Just had my long-awaited and summarily needed doctor’s appointment for a couple of whining and complaining knees. This had begun to make itself known years ago, along with several other things; it’s like I turned 31 and the warranty on my body expired. I honestly don’t care too much about doing any more 5-K’s—I hated running when even when I was in high school sports,(which wasn’t much back in the 70’s compared to today’s competitive environment.) I would, however, like to walk without a limp, and pursue terrain hiking and off-road biking a little more than I have so far.
Unfortunately, one of our daughters has inherited her mom’s inconvenient orthopaedic anomaly, and on top of that, was considerably more athletic in high school. There wear and tear on her knees drove her to more drastic measures at her young age, and in the process of physical therapy she was given a series of exercises that are a bit different from our culture’s machismo attitude of “no pain, no gain” mentality. No weights, at least to begin with, no gym facility fees, just simple, isometric, and easy things to do for rehab. In fact, she confessed that when she had stopped doing the prescribed exercises (given to her by the professional experts, I might underline, they seemed too easy) the difficulties began to return, and were improved when she started again.
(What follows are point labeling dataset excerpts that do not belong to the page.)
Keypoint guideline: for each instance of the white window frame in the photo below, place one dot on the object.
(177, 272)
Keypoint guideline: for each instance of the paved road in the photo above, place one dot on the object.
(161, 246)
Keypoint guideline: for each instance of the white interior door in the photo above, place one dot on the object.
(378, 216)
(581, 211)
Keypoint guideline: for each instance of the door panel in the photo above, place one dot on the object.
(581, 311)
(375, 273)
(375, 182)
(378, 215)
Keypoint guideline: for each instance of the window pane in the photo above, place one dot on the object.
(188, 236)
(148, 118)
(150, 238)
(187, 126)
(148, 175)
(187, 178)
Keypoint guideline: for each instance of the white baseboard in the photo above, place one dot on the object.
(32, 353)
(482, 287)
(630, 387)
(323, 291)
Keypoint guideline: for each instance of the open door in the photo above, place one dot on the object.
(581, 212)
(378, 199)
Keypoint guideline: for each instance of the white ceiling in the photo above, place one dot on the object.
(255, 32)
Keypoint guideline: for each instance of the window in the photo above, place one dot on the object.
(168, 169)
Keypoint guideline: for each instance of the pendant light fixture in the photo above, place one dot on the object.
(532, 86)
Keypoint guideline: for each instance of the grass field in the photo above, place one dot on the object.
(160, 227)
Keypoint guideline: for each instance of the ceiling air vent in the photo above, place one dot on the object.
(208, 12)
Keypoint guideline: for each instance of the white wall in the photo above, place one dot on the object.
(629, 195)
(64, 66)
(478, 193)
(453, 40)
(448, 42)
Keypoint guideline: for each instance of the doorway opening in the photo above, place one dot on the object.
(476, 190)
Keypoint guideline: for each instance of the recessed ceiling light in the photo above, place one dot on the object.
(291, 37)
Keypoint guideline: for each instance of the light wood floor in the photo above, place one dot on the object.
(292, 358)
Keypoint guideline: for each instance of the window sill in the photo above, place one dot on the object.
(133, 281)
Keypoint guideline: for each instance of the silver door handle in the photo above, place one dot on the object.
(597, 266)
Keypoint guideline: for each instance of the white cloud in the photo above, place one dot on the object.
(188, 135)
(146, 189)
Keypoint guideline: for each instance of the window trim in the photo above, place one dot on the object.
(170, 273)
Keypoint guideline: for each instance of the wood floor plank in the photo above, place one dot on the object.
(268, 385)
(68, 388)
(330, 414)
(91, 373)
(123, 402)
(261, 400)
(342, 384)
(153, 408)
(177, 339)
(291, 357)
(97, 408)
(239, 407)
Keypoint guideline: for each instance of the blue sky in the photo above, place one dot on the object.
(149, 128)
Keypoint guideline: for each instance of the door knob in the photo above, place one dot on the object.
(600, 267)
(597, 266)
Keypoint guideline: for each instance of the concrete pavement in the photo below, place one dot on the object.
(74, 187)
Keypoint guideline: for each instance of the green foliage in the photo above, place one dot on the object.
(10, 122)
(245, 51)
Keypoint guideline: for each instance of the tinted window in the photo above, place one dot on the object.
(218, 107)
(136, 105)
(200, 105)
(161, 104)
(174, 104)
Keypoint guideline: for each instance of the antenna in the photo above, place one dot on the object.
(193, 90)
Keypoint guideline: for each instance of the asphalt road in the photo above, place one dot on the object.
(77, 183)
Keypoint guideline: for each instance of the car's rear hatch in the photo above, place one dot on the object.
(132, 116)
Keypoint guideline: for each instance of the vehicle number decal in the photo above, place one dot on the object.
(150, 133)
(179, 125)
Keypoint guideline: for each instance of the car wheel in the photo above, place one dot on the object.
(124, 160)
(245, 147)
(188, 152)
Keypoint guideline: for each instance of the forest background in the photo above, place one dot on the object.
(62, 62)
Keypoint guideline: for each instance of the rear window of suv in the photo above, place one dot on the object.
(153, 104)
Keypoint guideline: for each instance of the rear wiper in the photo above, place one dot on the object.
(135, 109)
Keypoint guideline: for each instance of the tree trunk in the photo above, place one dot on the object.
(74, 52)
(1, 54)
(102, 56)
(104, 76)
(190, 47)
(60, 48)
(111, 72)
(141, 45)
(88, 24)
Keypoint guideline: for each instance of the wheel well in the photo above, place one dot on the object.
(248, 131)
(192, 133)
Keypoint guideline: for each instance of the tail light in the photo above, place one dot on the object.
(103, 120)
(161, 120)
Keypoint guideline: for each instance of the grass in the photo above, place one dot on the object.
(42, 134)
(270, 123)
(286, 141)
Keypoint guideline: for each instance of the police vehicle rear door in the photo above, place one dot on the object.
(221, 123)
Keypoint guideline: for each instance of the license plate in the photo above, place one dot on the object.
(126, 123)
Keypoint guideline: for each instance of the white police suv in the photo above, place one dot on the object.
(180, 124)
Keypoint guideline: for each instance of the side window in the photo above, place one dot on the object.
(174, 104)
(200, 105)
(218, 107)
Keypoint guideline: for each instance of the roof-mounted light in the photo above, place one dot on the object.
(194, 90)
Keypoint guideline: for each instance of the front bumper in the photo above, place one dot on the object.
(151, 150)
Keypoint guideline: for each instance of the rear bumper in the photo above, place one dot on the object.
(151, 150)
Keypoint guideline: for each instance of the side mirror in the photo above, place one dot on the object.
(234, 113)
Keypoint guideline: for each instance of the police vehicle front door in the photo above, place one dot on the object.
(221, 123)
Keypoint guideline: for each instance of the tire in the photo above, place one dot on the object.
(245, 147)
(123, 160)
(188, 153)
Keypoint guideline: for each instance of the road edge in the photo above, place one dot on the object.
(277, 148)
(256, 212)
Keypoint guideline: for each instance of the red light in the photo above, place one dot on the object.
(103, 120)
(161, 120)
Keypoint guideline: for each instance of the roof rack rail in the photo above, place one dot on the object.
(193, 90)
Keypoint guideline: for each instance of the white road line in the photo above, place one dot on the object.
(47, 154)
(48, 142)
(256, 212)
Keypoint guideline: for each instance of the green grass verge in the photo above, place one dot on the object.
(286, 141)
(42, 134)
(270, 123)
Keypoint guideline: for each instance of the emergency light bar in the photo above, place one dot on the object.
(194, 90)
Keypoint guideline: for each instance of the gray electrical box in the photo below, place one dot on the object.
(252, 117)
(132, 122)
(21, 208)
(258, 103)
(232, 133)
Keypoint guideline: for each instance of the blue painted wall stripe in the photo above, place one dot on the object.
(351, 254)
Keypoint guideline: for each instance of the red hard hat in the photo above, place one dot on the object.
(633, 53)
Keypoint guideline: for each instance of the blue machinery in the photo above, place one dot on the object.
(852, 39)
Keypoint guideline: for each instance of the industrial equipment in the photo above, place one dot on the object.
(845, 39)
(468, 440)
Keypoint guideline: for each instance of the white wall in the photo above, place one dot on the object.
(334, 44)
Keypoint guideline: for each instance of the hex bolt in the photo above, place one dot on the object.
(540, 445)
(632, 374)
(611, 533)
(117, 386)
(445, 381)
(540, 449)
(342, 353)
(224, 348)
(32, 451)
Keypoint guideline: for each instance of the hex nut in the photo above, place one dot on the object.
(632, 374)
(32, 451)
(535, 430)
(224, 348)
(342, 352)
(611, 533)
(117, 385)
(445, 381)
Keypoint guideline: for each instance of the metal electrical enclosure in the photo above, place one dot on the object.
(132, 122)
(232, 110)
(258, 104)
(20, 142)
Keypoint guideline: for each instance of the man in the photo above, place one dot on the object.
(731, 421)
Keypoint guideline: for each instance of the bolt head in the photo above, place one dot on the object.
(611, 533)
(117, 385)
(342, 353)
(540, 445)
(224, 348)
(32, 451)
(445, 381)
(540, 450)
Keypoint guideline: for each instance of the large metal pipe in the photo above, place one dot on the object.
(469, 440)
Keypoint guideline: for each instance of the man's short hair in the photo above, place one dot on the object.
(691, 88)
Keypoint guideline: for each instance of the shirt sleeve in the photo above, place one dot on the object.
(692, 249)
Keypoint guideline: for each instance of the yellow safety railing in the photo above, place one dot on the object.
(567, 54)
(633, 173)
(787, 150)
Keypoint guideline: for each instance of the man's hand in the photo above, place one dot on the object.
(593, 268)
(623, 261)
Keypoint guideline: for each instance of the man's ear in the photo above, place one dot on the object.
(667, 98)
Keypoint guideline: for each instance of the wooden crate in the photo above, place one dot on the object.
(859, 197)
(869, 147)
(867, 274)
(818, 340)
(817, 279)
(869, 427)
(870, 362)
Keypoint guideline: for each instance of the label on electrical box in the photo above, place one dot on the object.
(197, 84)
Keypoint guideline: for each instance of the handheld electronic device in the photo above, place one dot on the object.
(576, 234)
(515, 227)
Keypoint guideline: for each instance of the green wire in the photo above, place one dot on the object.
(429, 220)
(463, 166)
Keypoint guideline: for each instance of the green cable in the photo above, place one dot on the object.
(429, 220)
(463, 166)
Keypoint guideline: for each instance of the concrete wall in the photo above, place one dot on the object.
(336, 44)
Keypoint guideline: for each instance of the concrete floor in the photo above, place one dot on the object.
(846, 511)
Hmmm…
Similarly, we tend to think that being with God has to be hard. I’m not knocking those that do the 40-day fasting kind of thing, but it’s probably not a good place for most of us to start. It’s easy to think that if I can’t be proficient in something immediately, then why bother? Starting and “failing” (however you define that) and starting again; it’s just too discouraging.
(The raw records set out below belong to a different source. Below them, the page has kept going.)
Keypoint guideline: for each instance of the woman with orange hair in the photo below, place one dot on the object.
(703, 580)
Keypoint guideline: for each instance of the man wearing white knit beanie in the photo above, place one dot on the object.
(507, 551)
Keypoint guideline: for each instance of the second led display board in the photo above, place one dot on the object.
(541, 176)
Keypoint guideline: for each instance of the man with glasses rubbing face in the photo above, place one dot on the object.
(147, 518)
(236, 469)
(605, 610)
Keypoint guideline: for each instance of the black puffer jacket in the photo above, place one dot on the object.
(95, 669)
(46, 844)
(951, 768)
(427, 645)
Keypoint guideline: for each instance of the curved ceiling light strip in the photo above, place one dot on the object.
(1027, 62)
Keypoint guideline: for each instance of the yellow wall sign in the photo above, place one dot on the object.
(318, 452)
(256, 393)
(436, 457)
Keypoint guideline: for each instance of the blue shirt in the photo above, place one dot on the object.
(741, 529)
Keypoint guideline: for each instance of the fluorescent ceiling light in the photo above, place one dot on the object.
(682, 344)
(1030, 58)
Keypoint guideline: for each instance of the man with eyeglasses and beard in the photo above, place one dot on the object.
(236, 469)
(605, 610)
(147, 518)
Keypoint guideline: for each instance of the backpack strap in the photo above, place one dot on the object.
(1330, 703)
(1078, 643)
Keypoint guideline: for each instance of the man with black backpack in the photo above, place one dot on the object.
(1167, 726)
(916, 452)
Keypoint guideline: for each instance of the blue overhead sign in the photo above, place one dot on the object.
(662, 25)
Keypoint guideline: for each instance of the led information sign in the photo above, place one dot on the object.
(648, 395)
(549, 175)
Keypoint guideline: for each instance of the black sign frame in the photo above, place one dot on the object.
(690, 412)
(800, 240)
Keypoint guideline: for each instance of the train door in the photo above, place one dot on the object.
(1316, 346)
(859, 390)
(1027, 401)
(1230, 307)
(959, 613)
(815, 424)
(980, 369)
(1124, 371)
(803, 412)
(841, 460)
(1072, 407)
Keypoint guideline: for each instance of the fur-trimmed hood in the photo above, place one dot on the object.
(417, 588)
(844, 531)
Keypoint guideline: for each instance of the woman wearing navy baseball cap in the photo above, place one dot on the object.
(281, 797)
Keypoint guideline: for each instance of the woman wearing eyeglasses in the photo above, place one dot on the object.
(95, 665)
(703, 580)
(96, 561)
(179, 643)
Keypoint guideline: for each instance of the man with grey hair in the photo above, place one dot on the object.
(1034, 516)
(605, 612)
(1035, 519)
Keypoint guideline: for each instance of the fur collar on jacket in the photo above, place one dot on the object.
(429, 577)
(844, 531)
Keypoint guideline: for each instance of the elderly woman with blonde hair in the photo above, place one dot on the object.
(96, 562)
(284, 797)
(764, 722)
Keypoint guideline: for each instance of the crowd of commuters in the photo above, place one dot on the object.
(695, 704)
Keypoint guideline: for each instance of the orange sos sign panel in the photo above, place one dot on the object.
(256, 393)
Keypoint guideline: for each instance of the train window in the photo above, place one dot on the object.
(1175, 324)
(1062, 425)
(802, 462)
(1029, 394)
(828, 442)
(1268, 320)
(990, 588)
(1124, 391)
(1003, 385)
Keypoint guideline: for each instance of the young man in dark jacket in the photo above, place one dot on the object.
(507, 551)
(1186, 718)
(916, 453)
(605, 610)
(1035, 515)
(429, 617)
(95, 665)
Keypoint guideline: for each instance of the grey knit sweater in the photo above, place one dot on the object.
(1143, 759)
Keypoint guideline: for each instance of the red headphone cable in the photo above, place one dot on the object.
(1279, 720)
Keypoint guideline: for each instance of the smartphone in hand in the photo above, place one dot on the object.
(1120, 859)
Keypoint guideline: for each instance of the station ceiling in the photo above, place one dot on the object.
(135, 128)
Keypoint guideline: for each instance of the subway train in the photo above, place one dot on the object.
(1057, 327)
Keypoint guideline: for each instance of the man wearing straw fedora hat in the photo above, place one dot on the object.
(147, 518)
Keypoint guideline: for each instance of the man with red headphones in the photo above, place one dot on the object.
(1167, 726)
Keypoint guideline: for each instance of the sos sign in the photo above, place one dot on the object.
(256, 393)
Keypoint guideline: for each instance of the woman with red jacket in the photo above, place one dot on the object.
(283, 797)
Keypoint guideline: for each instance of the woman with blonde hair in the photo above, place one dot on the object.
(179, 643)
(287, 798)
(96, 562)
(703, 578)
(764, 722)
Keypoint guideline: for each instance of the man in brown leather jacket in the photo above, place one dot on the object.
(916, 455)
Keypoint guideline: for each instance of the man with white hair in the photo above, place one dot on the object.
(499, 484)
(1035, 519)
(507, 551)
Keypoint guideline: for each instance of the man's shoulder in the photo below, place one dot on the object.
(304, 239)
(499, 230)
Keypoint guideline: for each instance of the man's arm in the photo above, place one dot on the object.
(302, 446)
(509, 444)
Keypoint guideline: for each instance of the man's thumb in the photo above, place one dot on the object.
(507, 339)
What we tend to miss in this line of reasoning is that, when it comes to getting to know our true Father, failure is only defined as not starting at all, and or once started, being persistent even the “small” things. There are lots of other strategies for this divine relationship that I would like to explore in this format….later. But suffice it to say for now, that just getting started in a way that seems far too easy is the first step, with surprising results.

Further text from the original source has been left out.